Absence de maturation et d’expulsion des ovocytes.

De précédentes études avaient montré que les souris déficientes en ERK1 sont viables et fertiles, tandis que les souris déficientes en ERK2 décèdent à l'état d'embryon. Afin de préciser, in vivo, les fonctions ovariennes spécifiques d'ERK 1 et ERK2, Fan et coll. ont créé par croisement des souris dont les cellules de la granulosa sont déficientes en ERK1 et ERK2.

Résultat : alors que les souris femelles ERK1-/- et les femelles déficientes en ERK2 dans les cellules de la granulosa (ERK2 gc-/-) sont fertiles, les femelles déficientes en ERK1/2 (ERK1/2gc-/-) se révèlent stériles. Ainsi les activités des 2 kinases sont redondantes dans la fertilité, et il faut interrompre leur deux actions dans les cellules de la granulosa pour entraîner la stérilité.

Les femelles déficientes en ERK1/2 (ERK1/2gc-/-) présentent de multiples perturbations des processus ovariens, dont un développement prolongé du follicule, l'absence de maturation des ovocytes et l'absence de leur expulsion du follicule. De plus, les follicules stimulés par la LH ne se transforment pas en corps jaune.

Entre trente minutes et deux heures seulement.

« Nous apportons la preuve in vivo du rôle indispensable des kinases ERK1/2 pour la reprise de la méiose de l'ovocyte induite par la LH, ainsi que pour l'ovulation et la lutéinisation », notent les chercheurs.

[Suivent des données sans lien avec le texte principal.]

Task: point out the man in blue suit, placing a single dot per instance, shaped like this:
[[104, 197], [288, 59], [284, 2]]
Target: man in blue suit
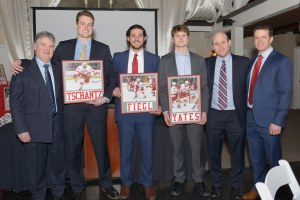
[[270, 86], [143, 123], [36, 100]]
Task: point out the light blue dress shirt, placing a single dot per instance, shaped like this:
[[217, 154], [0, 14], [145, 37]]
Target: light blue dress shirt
[[42, 69], [214, 101], [263, 60], [79, 48], [183, 63]]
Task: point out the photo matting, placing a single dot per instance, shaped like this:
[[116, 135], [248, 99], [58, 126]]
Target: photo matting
[[184, 99]]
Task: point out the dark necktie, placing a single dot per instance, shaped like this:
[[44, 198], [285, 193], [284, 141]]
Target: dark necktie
[[135, 69], [254, 78], [222, 94], [50, 88]]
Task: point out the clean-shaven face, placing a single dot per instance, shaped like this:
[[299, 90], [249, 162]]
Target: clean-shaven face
[[136, 39], [44, 49], [221, 45], [85, 27], [262, 40], [180, 39]]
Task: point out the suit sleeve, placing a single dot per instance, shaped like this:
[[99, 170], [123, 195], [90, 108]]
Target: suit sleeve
[[163, 93], [17, 104], [204, 87], [285, 91], [110, 74]]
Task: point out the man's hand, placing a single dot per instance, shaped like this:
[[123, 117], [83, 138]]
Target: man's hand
[[157, 112], [117, 92], [274, 129], [24, 137], [98, 101], [203, 119], [167, 119], [16, 67]]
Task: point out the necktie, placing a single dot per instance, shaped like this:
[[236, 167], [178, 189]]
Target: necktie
[[50, 88], [83, 53], [254, 78], [222, 94], [135, 65]]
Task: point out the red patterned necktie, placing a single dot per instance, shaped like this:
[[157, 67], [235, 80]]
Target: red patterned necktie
[[222, 94], [135, 65], [254, 78]]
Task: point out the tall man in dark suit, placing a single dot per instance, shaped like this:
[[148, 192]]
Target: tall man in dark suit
[[183, 62], [135, 60], [94, 113], [270, 90], [227, 78], [36, 100]]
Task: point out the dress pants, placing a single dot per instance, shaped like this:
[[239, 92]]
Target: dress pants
[[221, 122], [146, 132], [261, 143], [75, 117], [37, 154], [195, 135]]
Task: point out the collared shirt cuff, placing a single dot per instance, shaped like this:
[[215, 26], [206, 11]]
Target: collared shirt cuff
[[108, 100]]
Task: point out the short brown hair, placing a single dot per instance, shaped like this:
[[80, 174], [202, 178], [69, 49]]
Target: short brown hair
[[264, 27], [179, 28], [85, 13], [136, 26]]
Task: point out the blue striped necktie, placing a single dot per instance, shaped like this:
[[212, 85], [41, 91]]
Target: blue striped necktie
[[222, 94], [50, 88]]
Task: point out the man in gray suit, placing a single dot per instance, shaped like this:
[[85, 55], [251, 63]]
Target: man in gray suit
[[183, 62]]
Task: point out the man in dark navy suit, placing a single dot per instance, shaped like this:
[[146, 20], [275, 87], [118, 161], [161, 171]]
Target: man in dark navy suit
[[94, 113], [226, 77], [270, 90], [36, 100], [135, 60]]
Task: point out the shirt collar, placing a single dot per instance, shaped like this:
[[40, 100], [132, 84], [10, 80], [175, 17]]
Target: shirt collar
[[266, 53], [86, 44], [227, 59], [139, 53], [178, 54]]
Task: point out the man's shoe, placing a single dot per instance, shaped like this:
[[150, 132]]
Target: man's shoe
[[215, 191], [77, 196], [236, 193], [250, 195], [125, 191], [176, 189], [59, 198], [150, 192], [201, 187], [112, 193]]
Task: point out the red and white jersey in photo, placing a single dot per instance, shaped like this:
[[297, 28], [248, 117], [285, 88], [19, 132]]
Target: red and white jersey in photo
[[138, 86], [85, 71], [173, 91], [185, 89]]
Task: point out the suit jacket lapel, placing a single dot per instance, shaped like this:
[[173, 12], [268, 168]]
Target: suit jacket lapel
[[173, 66], [36, 72], [267, 62]]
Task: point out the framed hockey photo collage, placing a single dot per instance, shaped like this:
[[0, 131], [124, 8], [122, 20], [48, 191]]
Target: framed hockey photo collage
[[184, 99], [3, 80], [6, 98], [139, 92], [82, 80]]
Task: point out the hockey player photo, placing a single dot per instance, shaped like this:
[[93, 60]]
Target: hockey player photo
[[184, 101], [6, 98], [82, 80], [139, 92], [3, 80]]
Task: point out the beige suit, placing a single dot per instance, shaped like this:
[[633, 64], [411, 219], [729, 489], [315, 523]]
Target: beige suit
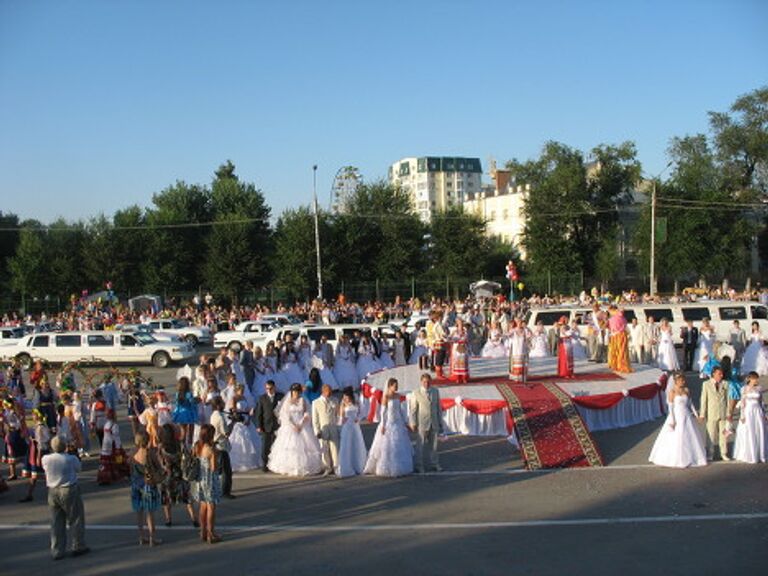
[[713, 410], [426, 417], [325, 416]]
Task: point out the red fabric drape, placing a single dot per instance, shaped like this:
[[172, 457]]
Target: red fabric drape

Ils démontrent également que le facteur de transcription C/EBPbêta (CCAAT/Enhancer-binding protein-beta) est une des cibles en aval des kinases ERK1/2, et un médiateur crucial de l'activation d'ERK1/2.

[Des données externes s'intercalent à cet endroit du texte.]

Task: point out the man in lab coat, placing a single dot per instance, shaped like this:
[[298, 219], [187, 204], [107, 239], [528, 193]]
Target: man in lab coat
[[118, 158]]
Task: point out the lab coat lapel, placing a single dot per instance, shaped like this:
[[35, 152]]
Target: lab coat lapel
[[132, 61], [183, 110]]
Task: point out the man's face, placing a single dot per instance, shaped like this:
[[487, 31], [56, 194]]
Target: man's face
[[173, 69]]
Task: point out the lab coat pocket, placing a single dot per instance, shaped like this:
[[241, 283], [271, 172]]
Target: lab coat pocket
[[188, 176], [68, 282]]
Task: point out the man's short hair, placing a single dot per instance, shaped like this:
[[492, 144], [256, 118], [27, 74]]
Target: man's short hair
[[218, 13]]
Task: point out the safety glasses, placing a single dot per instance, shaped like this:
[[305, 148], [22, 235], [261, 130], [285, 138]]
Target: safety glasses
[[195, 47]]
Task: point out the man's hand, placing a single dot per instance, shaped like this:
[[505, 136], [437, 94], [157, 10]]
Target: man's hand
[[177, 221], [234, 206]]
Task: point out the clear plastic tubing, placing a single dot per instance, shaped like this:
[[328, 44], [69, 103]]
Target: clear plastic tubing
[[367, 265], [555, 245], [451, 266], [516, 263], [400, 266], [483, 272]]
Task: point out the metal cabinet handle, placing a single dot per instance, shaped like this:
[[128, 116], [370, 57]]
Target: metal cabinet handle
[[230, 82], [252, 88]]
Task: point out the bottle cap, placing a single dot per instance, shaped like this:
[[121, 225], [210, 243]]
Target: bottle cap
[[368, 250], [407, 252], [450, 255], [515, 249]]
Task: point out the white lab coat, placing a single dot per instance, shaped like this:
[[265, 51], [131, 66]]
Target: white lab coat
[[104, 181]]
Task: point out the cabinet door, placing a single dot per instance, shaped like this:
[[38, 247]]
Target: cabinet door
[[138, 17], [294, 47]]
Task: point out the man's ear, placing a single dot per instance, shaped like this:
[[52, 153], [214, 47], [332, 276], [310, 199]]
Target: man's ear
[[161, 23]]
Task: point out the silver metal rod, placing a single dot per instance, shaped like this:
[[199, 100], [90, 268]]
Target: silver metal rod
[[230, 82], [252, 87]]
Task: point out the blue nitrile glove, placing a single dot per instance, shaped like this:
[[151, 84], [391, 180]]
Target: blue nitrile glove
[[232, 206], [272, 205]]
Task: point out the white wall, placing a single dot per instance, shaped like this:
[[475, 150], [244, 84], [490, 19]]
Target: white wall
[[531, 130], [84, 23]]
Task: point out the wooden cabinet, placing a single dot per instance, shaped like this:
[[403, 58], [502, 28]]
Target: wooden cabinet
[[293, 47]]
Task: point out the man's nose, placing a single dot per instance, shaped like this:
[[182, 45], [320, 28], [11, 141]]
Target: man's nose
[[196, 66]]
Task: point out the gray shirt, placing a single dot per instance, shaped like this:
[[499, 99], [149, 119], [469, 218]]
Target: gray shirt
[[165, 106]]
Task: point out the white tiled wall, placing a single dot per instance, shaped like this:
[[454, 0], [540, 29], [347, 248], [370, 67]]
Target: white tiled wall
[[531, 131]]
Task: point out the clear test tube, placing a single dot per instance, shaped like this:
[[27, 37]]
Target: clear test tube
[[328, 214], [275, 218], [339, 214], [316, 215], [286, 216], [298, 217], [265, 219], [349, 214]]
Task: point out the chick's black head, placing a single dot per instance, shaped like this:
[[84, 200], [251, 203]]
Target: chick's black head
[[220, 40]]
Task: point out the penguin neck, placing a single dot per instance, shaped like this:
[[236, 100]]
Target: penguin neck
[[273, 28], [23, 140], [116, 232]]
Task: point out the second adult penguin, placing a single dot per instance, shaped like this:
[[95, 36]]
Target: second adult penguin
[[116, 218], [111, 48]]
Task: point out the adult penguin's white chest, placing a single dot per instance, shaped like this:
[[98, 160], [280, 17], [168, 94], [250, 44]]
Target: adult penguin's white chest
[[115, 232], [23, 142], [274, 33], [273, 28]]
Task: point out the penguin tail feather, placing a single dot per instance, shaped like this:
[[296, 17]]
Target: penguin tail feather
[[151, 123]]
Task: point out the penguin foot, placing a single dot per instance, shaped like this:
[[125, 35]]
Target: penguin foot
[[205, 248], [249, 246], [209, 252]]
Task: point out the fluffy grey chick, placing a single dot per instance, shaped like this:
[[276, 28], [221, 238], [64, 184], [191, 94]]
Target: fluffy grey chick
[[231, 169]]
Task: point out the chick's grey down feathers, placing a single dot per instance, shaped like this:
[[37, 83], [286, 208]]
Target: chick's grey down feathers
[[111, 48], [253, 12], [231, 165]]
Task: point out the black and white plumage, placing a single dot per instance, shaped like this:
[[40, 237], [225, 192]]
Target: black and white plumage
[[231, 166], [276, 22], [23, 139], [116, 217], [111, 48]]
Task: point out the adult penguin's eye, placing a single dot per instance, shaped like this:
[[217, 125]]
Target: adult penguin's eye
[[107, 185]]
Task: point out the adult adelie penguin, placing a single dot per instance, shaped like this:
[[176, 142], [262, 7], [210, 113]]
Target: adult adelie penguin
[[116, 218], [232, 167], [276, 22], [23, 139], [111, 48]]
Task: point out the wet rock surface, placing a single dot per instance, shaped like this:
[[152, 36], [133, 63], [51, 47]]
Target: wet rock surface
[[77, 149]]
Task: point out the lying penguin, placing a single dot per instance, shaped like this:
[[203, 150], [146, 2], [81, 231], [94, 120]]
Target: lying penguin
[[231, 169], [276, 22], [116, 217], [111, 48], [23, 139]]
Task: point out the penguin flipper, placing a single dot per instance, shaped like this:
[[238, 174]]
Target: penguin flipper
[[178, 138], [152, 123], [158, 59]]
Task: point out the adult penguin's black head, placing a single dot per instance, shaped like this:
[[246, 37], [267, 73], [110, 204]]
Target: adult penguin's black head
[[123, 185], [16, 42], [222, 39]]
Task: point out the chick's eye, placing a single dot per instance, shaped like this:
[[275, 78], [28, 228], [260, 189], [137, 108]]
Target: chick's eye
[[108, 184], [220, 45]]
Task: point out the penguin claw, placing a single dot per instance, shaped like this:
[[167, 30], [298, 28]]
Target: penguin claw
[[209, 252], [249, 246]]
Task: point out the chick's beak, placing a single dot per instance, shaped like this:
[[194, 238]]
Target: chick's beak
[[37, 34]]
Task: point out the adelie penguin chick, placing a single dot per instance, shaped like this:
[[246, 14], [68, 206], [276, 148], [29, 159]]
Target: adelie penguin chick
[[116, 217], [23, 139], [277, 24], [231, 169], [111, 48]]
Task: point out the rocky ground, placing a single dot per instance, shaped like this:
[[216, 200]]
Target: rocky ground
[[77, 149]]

Ils montrent aussi que ERK1 et ERK2 sont activées, dans les cellules de la granulosa du follicule pré-ovulatoire, pendant un intervalle de temps très court, allant de trente minutes à deux heures.

« On a longtemps pensé que la voie canonique mettant en jeu la LH, l'AMP cyclique et la protéine kinase A contrôlait tout. C'est vrai en partie. Cependant, une autre voie qui met en jeu le signal de la protéine RAS et les ERK1/2 contrôle également tout en aval de l'activation du récepteur de LH, souligne le Dr Richards. RAS et ERK1/2 sont activées seulement pendant deux heures, une période courte mais vitale durant le processus complet de libération d'un oeuf viable. »

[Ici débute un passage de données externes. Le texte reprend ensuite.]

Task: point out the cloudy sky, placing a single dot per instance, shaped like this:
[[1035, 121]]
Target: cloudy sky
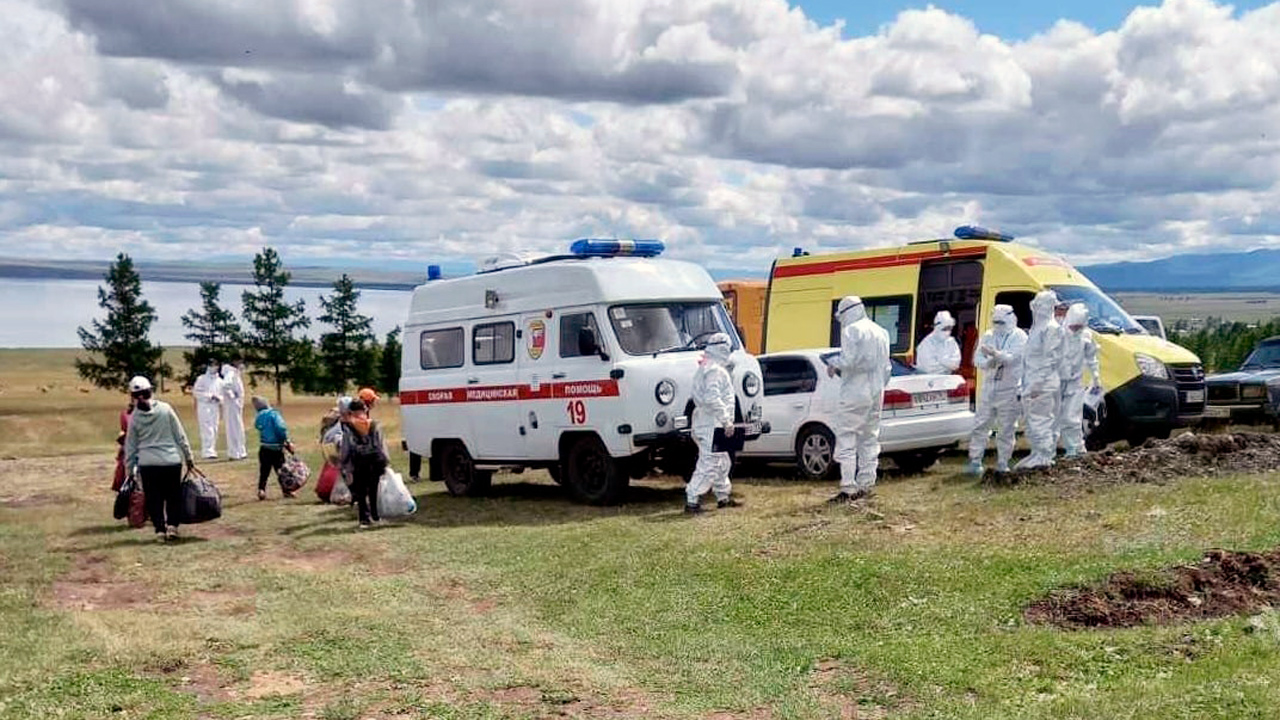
[[735, 130]]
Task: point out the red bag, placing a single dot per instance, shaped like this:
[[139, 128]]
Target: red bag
[[324, 484], [137, 509]]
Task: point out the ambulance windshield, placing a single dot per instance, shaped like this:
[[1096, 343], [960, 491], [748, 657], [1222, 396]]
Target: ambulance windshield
[[668, 327], [1105, 314]]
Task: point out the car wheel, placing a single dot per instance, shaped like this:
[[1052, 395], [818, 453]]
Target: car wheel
[[594, 477], [461, 477], [915, 461], [816, 450]]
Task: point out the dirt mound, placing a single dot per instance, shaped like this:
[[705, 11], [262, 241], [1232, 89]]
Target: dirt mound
[[1161, 460], [1223, 583]]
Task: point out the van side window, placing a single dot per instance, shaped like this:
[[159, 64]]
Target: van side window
[[894, 314], [1020, 300], [493, 343], [442, 349], [570, 327]]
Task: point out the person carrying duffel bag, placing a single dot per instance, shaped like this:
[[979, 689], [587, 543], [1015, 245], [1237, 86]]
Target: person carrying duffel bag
[[201, 500], [155, 451]]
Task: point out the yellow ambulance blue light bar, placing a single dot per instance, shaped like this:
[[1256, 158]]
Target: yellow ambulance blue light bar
[[593, 247], [974, 232]]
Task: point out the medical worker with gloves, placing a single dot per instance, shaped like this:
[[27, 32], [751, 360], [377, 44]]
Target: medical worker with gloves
[[864, 369], [713, 408], [1000, 370], [1042, 390], [938, 354], [1079, 349], [209, 393], [233, 411]]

« Cette découverte pourrait aider à élucider la nature moléculaire de la pathologie ovarienne produisant une stérilité féminine, comme la polykystose ovarienne dans laquelle l'activation ERK1/2 est atténuée dans les cellules folliculaires », notent dans un commentaire associé les Drs Duggavathi (Université McGill à Montréal) et Murphy (Université de Montréal à St-Hyacinthe).